There are plant-based alternatives that, while not as effective as DEET, do work. Health Canada includes soybean oil and citronella oil among its list of repellent ingredients.
Stephanie Spiess is using other ways to protect her young family. She uses the popular mosquito coils. She has a hand-held electric bug zapper. And this year she’s trying something new – a plant.
“My mother gave it to me last year,” says Spiess. “It’s some kind of citronella plant. I’m not sure exactly what kind, but it’s supposed to keep the mosquitoes away.”
She even has an alternative for her dog – feeding it garlic.
A quick internet search reveals there are dozens of creative ideas for keeping mosquitoes at bay, from bay leaves to vitamin B1. They might not have a lot of scientific veracity, but some people swear by them.

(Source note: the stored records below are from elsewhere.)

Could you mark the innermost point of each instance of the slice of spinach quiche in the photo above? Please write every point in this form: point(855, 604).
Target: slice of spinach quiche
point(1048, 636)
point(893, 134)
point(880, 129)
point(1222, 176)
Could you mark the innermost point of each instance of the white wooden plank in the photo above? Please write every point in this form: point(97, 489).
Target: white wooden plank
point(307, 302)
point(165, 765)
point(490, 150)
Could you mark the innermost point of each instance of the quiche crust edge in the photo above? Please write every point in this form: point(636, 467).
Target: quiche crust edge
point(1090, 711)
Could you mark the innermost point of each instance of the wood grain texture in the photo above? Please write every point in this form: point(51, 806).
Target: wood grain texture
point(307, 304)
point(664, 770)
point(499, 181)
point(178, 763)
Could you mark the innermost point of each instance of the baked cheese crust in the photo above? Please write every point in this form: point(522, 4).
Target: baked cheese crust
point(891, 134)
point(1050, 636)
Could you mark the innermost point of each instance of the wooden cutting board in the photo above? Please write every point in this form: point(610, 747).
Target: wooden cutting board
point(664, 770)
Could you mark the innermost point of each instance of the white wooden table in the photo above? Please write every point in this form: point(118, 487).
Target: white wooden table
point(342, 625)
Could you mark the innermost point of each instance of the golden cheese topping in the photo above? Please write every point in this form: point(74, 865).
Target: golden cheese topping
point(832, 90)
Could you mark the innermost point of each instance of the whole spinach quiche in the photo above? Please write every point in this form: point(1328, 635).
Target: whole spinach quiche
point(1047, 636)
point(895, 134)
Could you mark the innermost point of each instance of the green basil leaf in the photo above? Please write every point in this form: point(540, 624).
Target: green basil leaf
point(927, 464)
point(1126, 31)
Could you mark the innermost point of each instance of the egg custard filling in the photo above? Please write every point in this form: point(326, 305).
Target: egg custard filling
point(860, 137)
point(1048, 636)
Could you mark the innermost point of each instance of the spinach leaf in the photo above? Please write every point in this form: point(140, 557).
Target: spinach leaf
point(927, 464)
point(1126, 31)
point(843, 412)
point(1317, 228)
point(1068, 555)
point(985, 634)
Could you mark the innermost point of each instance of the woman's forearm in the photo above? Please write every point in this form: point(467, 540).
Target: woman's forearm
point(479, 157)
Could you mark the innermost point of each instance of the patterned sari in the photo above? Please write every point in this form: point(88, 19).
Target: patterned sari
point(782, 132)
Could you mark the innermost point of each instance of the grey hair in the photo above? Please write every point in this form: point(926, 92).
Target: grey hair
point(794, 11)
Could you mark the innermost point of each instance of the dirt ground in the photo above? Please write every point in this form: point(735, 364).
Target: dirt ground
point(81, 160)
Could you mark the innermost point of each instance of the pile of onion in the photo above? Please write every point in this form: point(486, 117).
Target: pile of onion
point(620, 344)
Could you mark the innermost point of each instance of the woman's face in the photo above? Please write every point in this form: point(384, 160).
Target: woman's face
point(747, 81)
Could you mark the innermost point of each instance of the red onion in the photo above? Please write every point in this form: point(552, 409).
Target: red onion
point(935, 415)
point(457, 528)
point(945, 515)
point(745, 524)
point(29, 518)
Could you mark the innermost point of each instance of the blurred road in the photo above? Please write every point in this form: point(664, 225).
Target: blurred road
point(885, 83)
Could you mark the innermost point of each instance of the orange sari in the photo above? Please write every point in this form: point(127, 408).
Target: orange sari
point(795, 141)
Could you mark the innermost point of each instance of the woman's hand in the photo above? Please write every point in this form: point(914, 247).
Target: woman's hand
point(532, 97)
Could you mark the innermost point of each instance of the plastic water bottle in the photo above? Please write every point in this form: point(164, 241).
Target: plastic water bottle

Steve Dowser used DEET for years as a land surveyor. Now he’s trying to get by with mosquito coils. And he’s planning to try a repellent he found on line. “A half litre of rubbing alcohol, a hundred grams of cloves, and a hundred millilitres of baby oil,” he explains. Apparently, you have to marinade the cloves in the alcohol for several days, stirring regularly, and then add the baby oil. Rubbing a few drops on your skin is supposed to repel mosquitoes.
His wife, Lori, has an even more interesting idea – one she heard from her mother. Instead of mosquito coils, you can burn a Tim Hortons drink tray. “You cut them in four. You burn a piece in each corner of your patio and they repel the mosquitos as well,” she says.
It might work. After all, a lot of people use the smoke of a bonfire to drive mosquitos away.
If it doesn’t, you still get the coffee it came with. A lot of people would no doubt prefer a caffeine buzz over a buzzing mosquito any day.